In biological sciences, the deciphering of a three dimensional structure of a protein sequence is considered to be an important and challenging task. The identification of protein folds from primary protein sequences is an intermediate step in discovering the three dimensional structure of a protein. This can be done by utilizing feature extraction technique to accurately extract all the relevant information followed by employing a suitable classifier to label an unknown protein.

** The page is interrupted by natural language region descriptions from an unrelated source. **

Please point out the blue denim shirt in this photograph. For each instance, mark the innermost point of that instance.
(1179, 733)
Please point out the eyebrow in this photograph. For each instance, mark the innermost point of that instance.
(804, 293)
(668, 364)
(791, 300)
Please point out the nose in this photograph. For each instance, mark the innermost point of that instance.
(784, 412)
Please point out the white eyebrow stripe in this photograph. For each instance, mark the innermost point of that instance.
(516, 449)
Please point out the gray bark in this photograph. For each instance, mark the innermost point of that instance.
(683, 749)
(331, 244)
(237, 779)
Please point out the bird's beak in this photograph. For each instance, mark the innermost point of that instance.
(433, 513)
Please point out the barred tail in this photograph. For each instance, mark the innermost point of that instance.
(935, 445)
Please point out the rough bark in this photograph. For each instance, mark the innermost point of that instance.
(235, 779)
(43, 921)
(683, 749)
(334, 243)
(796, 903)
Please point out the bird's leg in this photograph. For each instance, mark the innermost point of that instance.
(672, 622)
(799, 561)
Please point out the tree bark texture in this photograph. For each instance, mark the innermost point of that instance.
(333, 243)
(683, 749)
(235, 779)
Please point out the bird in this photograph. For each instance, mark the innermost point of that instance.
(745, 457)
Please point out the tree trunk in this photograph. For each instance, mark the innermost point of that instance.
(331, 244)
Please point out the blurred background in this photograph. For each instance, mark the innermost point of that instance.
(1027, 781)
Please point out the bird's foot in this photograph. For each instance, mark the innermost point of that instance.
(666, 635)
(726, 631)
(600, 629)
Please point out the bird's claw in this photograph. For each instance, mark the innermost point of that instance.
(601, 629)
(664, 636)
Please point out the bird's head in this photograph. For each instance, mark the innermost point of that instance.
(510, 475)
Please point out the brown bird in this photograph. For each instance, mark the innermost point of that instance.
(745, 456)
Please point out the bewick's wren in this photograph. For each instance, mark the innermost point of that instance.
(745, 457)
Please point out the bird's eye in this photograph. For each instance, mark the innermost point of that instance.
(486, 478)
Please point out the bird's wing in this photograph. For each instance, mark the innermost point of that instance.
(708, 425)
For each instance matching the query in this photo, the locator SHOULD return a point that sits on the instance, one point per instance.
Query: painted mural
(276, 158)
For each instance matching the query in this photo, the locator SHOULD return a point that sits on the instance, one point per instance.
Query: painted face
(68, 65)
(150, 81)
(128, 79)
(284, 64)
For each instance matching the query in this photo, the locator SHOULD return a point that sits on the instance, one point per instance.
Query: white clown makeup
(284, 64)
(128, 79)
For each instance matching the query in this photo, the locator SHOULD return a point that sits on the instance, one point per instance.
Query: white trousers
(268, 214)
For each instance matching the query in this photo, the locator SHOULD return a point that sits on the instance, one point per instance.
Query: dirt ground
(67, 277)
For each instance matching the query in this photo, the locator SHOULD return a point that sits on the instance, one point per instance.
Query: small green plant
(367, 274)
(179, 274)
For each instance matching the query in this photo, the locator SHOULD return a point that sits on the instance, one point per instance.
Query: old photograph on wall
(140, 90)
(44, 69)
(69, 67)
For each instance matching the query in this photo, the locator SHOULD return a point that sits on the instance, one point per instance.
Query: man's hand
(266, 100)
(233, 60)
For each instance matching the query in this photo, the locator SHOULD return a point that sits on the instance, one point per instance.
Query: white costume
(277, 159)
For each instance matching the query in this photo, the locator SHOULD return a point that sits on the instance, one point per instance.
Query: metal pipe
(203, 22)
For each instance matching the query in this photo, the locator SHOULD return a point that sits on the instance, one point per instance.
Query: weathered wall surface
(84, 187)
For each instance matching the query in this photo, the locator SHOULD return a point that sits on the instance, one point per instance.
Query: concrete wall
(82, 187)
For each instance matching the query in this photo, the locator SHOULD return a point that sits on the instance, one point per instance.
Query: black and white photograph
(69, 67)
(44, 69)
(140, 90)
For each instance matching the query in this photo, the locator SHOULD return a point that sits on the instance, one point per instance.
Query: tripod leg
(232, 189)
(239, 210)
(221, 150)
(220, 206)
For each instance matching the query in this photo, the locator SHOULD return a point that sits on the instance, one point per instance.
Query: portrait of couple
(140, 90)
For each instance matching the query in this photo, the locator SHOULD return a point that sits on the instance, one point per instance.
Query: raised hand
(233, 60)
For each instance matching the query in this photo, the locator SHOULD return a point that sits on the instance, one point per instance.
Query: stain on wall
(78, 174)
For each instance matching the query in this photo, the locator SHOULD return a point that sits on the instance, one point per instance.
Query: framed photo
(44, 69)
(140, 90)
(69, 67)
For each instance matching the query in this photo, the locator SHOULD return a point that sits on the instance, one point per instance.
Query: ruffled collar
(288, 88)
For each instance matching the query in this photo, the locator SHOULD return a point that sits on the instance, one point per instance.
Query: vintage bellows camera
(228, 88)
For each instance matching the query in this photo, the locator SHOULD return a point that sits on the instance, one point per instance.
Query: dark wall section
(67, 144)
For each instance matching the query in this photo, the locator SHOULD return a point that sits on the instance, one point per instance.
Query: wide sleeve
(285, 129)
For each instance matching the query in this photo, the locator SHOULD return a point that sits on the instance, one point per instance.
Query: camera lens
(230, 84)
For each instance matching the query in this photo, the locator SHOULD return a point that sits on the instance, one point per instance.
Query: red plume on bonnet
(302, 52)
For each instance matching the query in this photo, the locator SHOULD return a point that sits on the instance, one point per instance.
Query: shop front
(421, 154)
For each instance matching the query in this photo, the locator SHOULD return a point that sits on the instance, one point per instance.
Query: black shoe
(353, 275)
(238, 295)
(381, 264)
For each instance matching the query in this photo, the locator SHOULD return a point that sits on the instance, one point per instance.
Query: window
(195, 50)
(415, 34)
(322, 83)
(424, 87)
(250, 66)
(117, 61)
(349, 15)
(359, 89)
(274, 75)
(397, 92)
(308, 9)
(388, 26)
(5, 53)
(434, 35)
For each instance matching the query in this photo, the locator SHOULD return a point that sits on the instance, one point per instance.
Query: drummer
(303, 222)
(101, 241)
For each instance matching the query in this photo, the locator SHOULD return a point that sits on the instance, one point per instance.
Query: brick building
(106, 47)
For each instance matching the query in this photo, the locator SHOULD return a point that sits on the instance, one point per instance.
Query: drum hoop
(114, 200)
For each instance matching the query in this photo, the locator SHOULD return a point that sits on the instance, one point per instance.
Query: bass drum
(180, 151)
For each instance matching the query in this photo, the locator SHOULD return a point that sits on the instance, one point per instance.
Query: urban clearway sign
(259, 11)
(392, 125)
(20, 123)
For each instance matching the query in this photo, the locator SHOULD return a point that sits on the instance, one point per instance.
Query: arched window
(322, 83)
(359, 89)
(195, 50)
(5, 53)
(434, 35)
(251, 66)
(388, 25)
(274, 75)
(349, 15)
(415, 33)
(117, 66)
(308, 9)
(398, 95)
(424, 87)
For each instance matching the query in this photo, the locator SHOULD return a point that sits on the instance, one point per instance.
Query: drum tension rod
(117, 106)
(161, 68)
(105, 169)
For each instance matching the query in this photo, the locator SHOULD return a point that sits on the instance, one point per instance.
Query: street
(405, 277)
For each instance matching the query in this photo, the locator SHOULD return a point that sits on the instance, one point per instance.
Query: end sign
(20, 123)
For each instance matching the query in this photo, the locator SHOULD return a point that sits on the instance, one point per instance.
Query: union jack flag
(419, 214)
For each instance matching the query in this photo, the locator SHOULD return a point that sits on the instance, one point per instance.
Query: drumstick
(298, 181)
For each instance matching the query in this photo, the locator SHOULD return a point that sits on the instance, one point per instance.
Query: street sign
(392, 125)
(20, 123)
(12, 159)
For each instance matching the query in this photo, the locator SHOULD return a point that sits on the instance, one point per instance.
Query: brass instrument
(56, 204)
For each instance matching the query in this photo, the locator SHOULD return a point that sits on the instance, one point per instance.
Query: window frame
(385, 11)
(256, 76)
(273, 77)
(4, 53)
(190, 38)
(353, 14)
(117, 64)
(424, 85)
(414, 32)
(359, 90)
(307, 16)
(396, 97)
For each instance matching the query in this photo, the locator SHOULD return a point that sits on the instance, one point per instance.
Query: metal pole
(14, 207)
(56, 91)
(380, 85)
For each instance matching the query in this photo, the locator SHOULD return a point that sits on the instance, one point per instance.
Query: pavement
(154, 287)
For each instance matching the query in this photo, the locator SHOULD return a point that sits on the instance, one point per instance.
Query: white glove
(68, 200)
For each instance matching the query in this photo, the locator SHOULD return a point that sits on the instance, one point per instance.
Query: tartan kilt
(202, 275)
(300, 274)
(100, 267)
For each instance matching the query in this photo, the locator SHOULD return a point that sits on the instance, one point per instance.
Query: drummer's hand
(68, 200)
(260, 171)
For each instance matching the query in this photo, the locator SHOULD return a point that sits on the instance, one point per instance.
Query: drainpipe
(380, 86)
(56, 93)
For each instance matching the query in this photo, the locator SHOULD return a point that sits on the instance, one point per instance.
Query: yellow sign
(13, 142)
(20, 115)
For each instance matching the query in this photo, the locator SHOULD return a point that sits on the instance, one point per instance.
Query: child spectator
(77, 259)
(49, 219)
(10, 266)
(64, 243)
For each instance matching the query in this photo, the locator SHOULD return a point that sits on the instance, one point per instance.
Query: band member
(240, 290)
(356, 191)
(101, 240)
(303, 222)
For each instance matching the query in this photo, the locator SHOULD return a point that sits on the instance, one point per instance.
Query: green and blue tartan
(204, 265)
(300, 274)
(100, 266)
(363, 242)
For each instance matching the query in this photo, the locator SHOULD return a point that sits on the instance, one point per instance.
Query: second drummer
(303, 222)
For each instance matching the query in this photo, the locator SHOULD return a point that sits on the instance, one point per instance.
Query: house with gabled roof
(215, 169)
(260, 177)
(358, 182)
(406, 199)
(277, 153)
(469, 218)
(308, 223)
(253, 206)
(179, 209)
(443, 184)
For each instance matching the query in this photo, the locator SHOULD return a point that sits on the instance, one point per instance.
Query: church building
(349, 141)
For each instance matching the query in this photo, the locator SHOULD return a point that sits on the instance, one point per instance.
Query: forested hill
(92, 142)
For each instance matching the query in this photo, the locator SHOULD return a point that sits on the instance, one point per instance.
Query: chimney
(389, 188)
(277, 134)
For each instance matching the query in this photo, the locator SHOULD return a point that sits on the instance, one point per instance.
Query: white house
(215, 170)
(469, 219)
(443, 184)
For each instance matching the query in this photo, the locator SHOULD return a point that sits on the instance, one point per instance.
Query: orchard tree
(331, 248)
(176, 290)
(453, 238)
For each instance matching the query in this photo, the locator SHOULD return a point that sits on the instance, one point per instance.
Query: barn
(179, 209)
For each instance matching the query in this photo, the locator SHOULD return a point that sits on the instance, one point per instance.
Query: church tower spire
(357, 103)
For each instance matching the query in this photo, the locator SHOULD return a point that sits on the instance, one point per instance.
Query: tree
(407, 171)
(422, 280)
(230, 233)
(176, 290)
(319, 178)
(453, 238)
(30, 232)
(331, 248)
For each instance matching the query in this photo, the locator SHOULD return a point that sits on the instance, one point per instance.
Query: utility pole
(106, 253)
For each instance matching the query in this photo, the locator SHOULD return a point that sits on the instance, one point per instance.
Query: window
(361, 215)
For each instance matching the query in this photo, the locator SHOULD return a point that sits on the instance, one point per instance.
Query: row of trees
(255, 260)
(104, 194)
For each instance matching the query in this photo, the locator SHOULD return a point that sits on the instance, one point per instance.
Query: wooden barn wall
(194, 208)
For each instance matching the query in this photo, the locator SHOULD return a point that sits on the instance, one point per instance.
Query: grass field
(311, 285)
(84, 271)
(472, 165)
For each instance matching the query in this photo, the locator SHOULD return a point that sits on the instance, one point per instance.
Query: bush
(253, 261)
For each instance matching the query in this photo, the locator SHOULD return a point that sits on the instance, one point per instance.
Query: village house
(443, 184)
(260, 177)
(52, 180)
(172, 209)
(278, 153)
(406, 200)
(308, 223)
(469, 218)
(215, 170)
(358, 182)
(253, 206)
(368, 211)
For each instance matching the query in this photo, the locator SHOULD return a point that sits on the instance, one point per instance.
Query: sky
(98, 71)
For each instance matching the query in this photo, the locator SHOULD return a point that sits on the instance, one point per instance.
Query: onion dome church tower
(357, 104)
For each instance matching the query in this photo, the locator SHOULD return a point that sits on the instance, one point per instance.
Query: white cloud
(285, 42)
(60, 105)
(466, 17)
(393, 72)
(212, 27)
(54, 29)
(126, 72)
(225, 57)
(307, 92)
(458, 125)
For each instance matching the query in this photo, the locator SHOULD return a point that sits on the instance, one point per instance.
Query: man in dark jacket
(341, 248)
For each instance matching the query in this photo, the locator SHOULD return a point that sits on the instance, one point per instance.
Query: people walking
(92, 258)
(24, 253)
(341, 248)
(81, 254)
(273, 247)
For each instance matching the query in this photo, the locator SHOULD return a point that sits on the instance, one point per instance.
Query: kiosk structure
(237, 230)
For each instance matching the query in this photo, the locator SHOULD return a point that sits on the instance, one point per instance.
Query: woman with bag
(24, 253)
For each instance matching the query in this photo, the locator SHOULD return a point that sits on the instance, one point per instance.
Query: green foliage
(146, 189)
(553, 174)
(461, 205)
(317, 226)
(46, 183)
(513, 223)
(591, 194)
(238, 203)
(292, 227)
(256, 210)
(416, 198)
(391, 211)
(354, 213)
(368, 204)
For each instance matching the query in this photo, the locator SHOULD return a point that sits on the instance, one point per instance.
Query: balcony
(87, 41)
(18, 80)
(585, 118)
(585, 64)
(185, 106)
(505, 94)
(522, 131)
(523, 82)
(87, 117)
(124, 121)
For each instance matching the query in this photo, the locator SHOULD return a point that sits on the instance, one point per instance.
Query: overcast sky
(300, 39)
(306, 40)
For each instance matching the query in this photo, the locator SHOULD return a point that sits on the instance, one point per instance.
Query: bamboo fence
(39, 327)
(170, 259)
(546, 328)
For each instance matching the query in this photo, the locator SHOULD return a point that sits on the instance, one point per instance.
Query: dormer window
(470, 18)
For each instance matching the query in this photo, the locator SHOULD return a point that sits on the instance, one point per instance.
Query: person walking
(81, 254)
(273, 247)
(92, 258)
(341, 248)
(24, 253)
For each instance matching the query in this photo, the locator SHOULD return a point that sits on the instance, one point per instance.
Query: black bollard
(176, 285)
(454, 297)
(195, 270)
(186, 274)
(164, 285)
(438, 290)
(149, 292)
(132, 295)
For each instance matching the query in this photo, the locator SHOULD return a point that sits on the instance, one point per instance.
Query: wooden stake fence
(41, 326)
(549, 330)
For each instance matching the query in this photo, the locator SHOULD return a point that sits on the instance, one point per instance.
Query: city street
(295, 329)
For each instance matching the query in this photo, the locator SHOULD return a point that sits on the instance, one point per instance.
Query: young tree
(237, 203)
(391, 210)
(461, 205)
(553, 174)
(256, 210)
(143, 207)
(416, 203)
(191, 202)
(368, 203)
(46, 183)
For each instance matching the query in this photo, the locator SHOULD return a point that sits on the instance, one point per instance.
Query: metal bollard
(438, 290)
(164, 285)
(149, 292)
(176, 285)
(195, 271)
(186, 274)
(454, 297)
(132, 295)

In the past, several feature extraction techniques have been developed but with limited recognition accuracy only. In this study, we have developed a feature extraction technique based on tri-grams computed directly from Position Specific Scoring Matrices. The effectiveness of the feature extraction technique has been shown on two benchmark datasets. The proposed technique exhibits up to 4.4% improvement in protein fold recognition accuracy compared to the state-of-the-art feature extraction techniques.
在生物科学领域,破译蛋白质序列的三维结构被认为是一项重要且具有挑战性的任务。从原始蛋白质序列中识别蛋白质折叠是发现蛋白质三维结构的中间步骤。这可以通过利用特征提取技术来准确提取所有相关信息,然后使用合适的分类器来标记未知蛋白质来完成。过去已经开发了几种特征提取技术,但准确性有限。在这项研究中,我们开发了一种基于直接从位置特异性评分矩阵计算的三元组的特征提取技术。该特征提取技术在两个基准数据集上的有效性已经得到了证明。与最先进的特征提取技术相比,该技术在蛋白质折叠识别准确性方面提高了高达 4.4%。